No quick fix to economic ills: Iqbal

Coming year to remain challenging; tax collection and exports major reasons.


Minister for planning and development Ahsan Iqbal during a press briefing on Friday. PHOTO: PID

ISLAMABAD:


Amid calls by the country’s leading economist to provide relief to the masses in the new budget, the government said on Friday that the coming fiscal year will also remain challenging due to difficulties in increasing tax collection, investment and exports.


“There are no quick fixes to the deep-rooted economic problems but in the first year the government has managed to stabilise the economy,” said Ahsan Iqbal, Minister for Planning, Development and Reforms. He was addressing a pre-budget seminar, jointly arranged by the Pakistan Institute of Development Economics and Friedrich Ebert Stiftung.

Iqbal said that during the first year the government brought an end in volatility in the exchange rate market and the rupee-dollar parity will be maintained at the current level (Rs98.6 to $1) in the new fiscal year as well.

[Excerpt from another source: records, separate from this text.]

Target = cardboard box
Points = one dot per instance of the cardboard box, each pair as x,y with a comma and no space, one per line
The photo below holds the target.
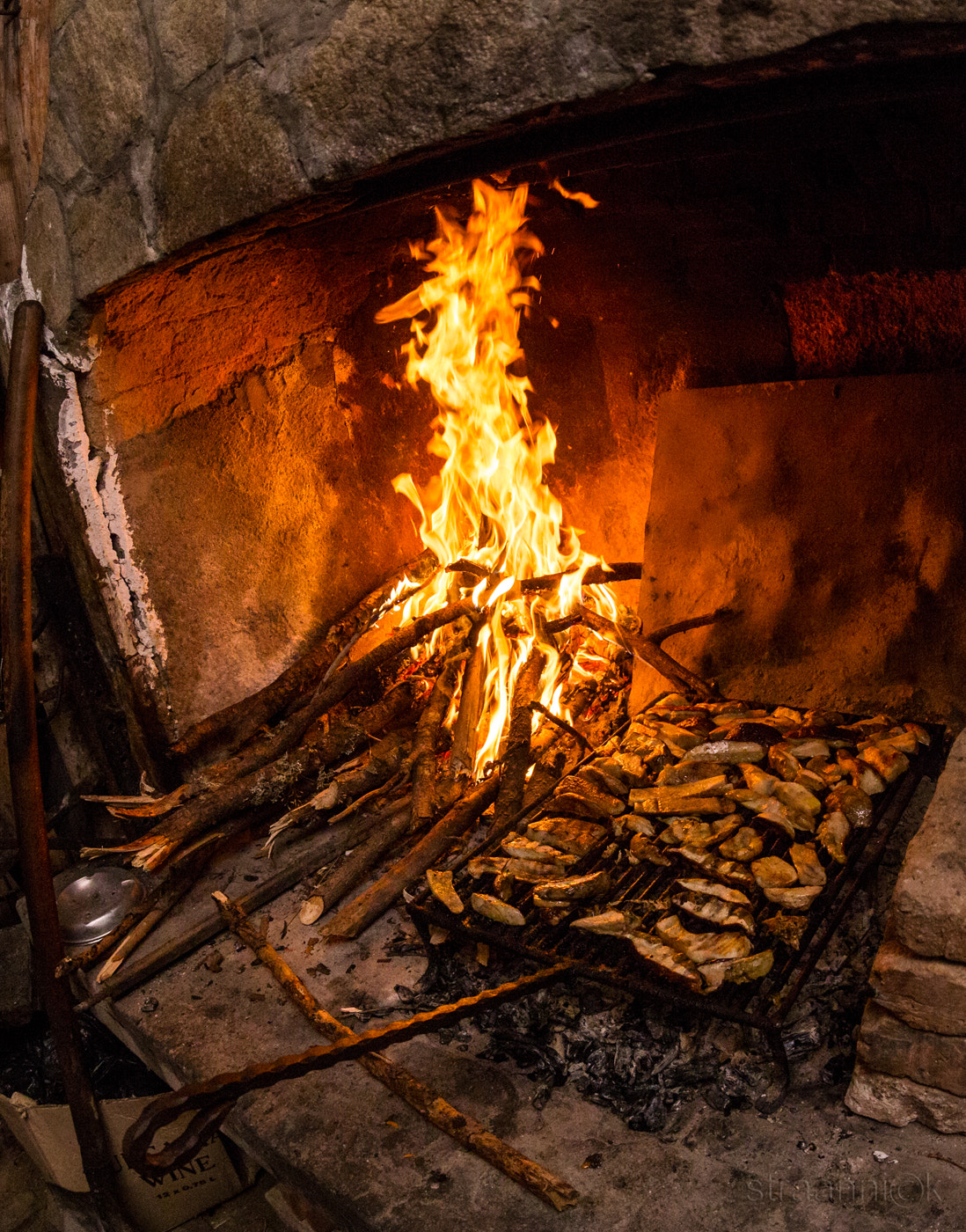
46,1131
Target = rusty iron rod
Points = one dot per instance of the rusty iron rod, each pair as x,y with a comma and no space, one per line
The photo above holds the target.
25,767
462,1127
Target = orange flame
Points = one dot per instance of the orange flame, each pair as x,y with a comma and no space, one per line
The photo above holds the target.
489,502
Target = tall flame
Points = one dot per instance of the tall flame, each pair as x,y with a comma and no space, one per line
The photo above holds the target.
489,502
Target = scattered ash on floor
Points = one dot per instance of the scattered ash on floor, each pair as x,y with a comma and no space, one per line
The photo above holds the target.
28,1063
647,1061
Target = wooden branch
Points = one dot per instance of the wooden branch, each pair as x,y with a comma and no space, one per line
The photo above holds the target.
431,1106
562,723
351,677
516,747
466,729
353,869
424,747
227,730
317,852
350,920
643,649
682,626
597,575
353,788
269,784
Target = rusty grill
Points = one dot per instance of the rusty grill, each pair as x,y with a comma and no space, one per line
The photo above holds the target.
762,1004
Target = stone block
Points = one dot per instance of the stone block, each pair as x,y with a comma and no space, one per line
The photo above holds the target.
894,1047
101,77
48,256
106,236
16,991
900,1100
926,994
191,37
61,159
928,912
224,159
393,77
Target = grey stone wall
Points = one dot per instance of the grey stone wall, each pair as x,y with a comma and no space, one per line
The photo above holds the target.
172,119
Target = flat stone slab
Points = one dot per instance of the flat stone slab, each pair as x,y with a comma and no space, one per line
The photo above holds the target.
889,1045
926,994
901,1100
928,913
354,1149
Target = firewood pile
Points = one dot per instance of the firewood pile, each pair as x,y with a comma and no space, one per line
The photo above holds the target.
355,735
701,835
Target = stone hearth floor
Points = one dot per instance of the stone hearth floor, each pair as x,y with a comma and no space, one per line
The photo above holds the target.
354,1149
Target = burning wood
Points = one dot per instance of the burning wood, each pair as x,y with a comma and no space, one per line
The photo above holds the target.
729,903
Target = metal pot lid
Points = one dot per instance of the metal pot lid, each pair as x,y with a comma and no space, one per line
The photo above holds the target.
95,903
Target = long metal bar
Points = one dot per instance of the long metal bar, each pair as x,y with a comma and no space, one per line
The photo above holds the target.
21,736
213,1099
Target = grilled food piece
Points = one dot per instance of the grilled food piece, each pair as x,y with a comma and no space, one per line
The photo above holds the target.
714,890
784,761
591,884
713,785
642,847
805,859
495,909
665,961
832,833
700,804
722,870
863,775
440,884
772,871
748,798
787,818
744,846
606,779
738,971
689,832
789,929
532,870
728,752
608,923
853,803
889,763
714,911
566,834
795,796
797,898
529,849
689,772
702,946
758,780
581,801
830,772
487,865
802,748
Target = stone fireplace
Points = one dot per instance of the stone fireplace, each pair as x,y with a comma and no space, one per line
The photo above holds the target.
224,202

There has been no financial scandal during the current govt’s first year, unlike the previous tenure when the media reported one after another scandal, reflecting an improvement in governance, he added.

While speaking about the new financial year, Iqbal said the next fiscal year will remain challenging. He said tax, investment and exports (what he calls TIE) have to go up as the current levels were not sustainable. “The results against these three goals will determine how quickly the government can achieve its overall economic goals.”

During the outgoing fiscal year, the government has missed its targets in these three critical areas. It is going to miss the revenue collection target by Rs225 billion and will collect Rs2.250 trillion in taxes at best, said Dr Ashfaque Hasan Khan, Dean of School of Social Sciences and Humanities of National University of Science and Technology.

Khan criticised the government’s budget-making approach. He said the FBR’s tax target is set after working out the expenditures, which is an incorrect strategy. He said like past six years, the FBR will again miss next year’s proposed target of Rs2.810 trillion and will collect Rs2.630 trillion at best.

The investment has also fallen short of target and the exports too will remain below the target of $26.6 billion.

The country’s renowned economist and former finance minister Dr Hafiz Pasha urged the government to come out of the mindset of extreme stabilisation and shift to revival of the economy. “Let the economy breathe, for God’s sake,” said Dr Pasha who is critical of the government’s over-emphasis on fiscal consolidation.

He said the government should give relief in the budget, and stipend under the Benazir Income Support Programme should be linked with the wheat-price index. He proposed the government to increase monthly stipend to Rs1,500 from the current Rs1,200 per month.

Dr Pasha also urged the government to freeze the increase in power tariffs as electricity prices were becoming counterproductive. He also called the budget makers to get rid of the monster of withholding tax regime, which is being used as the main source of revenue generation.

He urged the government to lessen the taxation burden of the industries and shift the focus to services and agriculture sectors.

Dr Pasha said the size of the services sector is Rs12 trillion but its contribution to taxes is only Rs400 billion. He said the agriculture sector amounts to Rs4 trillion and its contribution to the taxes is a meager Rs1 billion.

He also asked the government to re-prioritise spending besides improving the quality of spending.

He said it was not the right time to initiate Rs1.4 trillion new schemes as the government already has a portfolio of Rs4.4 trillion. Dr Pasha said the planning process has broken down in the country.

Responding to Dr Pasha’s views, Iqbal said the Ministry of Planning will gradually gain its role in economic policymaking.

Published in The Express Tribune, May 31st, 2014.